Given the information gains:

  1. Age: 0.22
  2. Smoker: 0.24
  3. Exercise: 0.11

The attribute Smoker has the highest information gain and will be the root node.

For the second-level decision, let’s take the subset of data for one of the age groups, say “Age < 40”, and repeat the computation of information gain for “Smoker” and “Exercise”. We’ll select the attribute with the highest information gain to split the data further.

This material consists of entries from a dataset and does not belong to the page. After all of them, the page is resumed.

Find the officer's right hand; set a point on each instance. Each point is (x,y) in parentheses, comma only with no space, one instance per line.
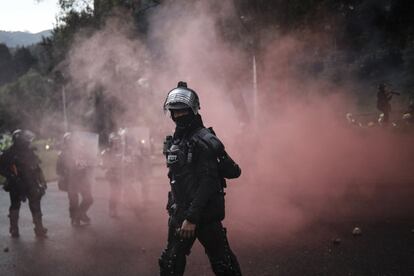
(187,229)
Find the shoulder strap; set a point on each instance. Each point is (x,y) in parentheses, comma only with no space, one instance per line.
(209,139)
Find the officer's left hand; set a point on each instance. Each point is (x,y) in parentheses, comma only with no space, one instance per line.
(187,229)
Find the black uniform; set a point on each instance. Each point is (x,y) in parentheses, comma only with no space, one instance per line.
(25,180)
(75,179)
(196,196)
(383,102)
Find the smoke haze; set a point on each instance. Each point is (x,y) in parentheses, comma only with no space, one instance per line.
(300,160)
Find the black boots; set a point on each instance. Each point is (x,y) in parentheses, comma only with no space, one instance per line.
(39,230)
(14,223)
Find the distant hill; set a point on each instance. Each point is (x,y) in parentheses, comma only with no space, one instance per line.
(13,39)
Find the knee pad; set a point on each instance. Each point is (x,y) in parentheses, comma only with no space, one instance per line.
(171,264)
(228,267)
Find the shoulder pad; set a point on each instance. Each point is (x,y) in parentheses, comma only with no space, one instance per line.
(210,139)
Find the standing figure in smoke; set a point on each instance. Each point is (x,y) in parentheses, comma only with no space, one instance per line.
(196,200)
(113,163)
(74,175)
(384,97)
(25,180)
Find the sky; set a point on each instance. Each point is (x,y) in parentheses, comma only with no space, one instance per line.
(28,15)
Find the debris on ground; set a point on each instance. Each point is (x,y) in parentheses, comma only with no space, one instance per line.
(336,241)
(357,231)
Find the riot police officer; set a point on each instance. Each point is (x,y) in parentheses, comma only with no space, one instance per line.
(113,158)
(74,176)
(25,180)
(196,200)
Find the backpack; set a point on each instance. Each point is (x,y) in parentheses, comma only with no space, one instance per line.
(227,168)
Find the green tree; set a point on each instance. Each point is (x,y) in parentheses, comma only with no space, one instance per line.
(6,64)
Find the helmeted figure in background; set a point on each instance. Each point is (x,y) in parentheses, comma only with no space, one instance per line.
(408,116)
(74,177)
(384,97)
(25,180)
(113,159)
(196,159)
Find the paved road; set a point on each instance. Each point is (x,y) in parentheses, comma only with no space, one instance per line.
(131,244)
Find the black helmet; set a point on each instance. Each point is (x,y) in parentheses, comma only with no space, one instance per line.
(22,137)
(182,97)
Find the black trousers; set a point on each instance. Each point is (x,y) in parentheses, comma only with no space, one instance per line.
(212,236)
(33,197)
(75,190)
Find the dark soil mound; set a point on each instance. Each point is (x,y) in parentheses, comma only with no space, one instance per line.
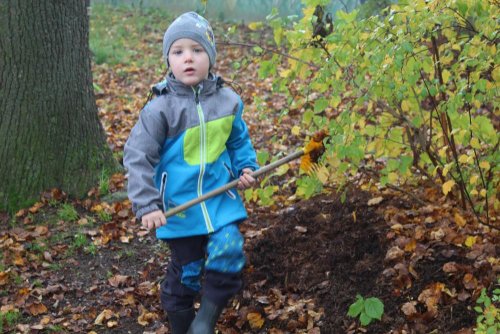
(322,253)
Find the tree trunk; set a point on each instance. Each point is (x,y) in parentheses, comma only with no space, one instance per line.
(50,133)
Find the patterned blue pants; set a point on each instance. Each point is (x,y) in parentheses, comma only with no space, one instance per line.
(219,256)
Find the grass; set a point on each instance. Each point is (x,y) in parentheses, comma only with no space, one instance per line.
(9,318)
(117,33)
(67,213)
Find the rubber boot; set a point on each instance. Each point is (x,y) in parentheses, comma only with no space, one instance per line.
(206,318)
(181,320)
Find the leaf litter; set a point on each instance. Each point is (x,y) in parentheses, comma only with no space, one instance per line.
(307,260)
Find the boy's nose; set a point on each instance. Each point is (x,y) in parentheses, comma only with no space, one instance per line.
(188,56)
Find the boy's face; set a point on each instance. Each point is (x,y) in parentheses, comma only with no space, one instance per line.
(189,61)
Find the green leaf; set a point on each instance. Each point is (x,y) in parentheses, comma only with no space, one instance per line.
(357,307)
(492,330)
(320,105)
(374,308)
(365,319)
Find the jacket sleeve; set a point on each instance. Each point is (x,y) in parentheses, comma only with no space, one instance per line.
(141,155)
(239,145)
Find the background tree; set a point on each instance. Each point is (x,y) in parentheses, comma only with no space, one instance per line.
(49,127)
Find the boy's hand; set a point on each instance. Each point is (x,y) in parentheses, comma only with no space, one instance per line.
(154,219)
(246,179)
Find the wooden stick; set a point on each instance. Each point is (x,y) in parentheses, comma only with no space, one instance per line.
(232,184)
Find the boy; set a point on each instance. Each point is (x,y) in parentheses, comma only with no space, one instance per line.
(190,140)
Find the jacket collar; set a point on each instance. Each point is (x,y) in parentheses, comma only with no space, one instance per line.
(206,87)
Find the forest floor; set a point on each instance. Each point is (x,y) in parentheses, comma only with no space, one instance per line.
(87,266)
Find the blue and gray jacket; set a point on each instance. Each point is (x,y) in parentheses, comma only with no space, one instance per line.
(187,142)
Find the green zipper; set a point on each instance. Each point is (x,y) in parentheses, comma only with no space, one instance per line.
(203,159)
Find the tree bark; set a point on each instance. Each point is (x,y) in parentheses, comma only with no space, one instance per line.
(50,133)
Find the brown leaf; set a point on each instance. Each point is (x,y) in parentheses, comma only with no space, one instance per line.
(146,318)
(118,280)
(409,308)
(394,253)
(104,316)
(36,309)
(450,267)
(255,320)
(375,201)
(470,282)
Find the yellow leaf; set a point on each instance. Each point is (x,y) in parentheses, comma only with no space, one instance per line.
(446,76)
(470,241)
(296,130)
(104,316)
(36,309)
(474,142)
(4,278)
(463,159)
(446,169)
(496,74)
(442,152)
(285,73)
(392,177)
(405,105)
(255,320)
(447,186)
(484,165)
(473,179)
(459,220)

Dataset subset for “Smoker = Yes”

Age Smoker Exercise Risk
<40 Yes Regularly Low
<40 Yes Rarely High
40-55 Yes Regularly High
40-55 Yes Rarely High
>55 Yes Regularly High
>55 Yes Rarely High

From the subset, the probabilities are:

  • $ p_{\text{High}} = \frac{5}{6} = 0.83 $
  • $ p_{\text{Low}} = \frac{1}{6} = 0.17 $

Thus, the entropy for this subset $ S $ is: $-\frac{5}{6} \log_2(\frac{5}{6}) - \frac{1}{6} \log_2(\frac{1}{6}) $ $ \approx 0.65 $

For Age:

  1. Age <40:
    • Total: 2
    • High Risk: 1
    • Low Risk: 1
    • $ \text{Entropy} = -\frac{1}{2} \log_2(\frac{1}{2}) - \frac{1}{2} \log_2(\frac{1}{2}) = 1 $
  2. Age 40-55:
    • Total: 2
    • High Risk: 2
    • Low Risk: 0
    • $ \text{Entropy} = 0$
  3. Age >55:
    • Total: 2
    • High Risk: 2
    • Low Risk: 0
    • $ \text{Entropy} = 0 $

$ \text{Weighted Entropy for Age} = \frac{2}{6} \times 1 + \frac{2}{6} \times 0 + \frac{2}{6} \times 0 \approx 0.33$

$ \text{Information Gain for Age} = \text{Initial Entropy} - \text{Weighted Entropy for Age} \approx 0.65 - 0.33 \approx 0.32$

Weighted Entropy and Information Gain for Exercise

  1. Exercise = Regularly:
    • Total: 3
    • High Risk: 2
    • Low Risk: 1
    • $ \text{Entropy} = -\frac{2}{3} \log_2(\frac{2}{3}) - \frac{1}{3} \log_2(\frac{1}{3}) = 0.92 $
  2. Exercise = Rarely:
    • Total: 3
    • High Risk: 3
    • Low Risk: 0
    • $ \text{Entropy} = 0 $

$ \text{Weighted Entropy for Exercise} = \frac{3}{6} \times 0.92 + \frac{3}{6} \times 0 = 0.46 $ $ \text{Information Gain for Smoker} = 0.65 - 0.46 = 0.19 $

Given the information gains for the “Age > 55” group:

  1. Age: 0.32
  2. Exercise: 0.19

“Age” has the higher Information Gain for this group, so we will choose this as the next level node for Smoker=Yes.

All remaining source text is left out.